Part 2: Read-across to Docusate sodium
No test data were available for current substance, however read across data were available from Docusate sodium. Justification for read across with the category of Di-ester sulphosuccinates is documented in a separate document attached in Section 13.

- The absorption, excretion and metabolism of read across substance Docusate sodium have been investigated in rats, rabbits, dogs and man (Kelly, 1973). Radiolabelled compound carbon-14 was used in animal studies and unlabelled Docusate sodium in certain studies in rats, dogs and man. Both studies show a good absorption of the compound. From the studies with unlabelled Docusate sodium in the rat, the percent excretion of metabolites (2-ethylhexanol derivatives) seem to be similar after oral and intravenous administration demonstrating the good absorption of the compound. Confirmation of extensive absorption was obtained through oral dosage of 10 mg/kg carbon-14 labelled compound.

A comparison of an intravenous and an oral dose of 4 mg/kg of radiolabelled Docusate sodium in the rabbit also indicated a high degree of absorption following oral dosage in this species. Each route of administration resulted in the excretion of over 90% of the radioactivity in the urine after 48 hours. After 24 hours 89.4% and 72.8% are found after intravenous and oral administration respectively. As in the case of the rat, extensive metabolism was observed in the rabbit. A comparison of an oral and an intravenous dose of 4 mg/kg carbon-14 Docusate sodium in the dog yielded remarkably similar excretion patterns and metabolic profiles. However compared to the rat and rabbit, excretion via feces is higher than via urine. After 96 hours around 25% is excreted in the urine (20% after 24 hours), while around 71% is excreted in the feces (65-70% after 48 hours). Countercurrent distribution curves on the urine of these animals were almost identical.
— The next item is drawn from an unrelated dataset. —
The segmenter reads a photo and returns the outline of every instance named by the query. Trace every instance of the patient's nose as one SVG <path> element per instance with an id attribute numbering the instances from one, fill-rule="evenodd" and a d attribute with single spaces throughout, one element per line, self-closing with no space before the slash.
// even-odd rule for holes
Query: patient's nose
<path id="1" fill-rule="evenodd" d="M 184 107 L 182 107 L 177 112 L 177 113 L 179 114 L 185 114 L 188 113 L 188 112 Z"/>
- In man, peak concentrations of Docusate sodium in serum occurred at 2 hours after dosage with 200 mg. These values, in two men, were 7.9 and 5.5 µg/mL, similar in magnitude to the plasma concentration seen at 1 hour in the orally dosed dog (7.4 µg/mL) which received 4 mg/kg. The analysis of human serum was done by gas chromatography and that of dog plasma by the radiometric method. The excretion of 2-ethylhexanol derivatives in the urine of man accounted for only a very small amount of the administered dose of Docusate sodium, a finding similar to that seen in the urine of the dog. An attempt to compare the urine of man and the dog by analysis of 2-ethylhexanol forming compounds in countercurrent distribution fractions did not yield fruitful results. The metabolites found in dog urine are assumed to be incompletely hydrolysed ester derivatives of Docusate sodium.


- Kelly R. G. (1973). The pharmacokinetics and metabolism of dioctyl sodium sulfosuccinate in several animal species and man. Testing laboratory: American Cyanamid. Report no.: 07066. Owner company: Cytec. Study number: 7235-03. Report date: 1973-04-10.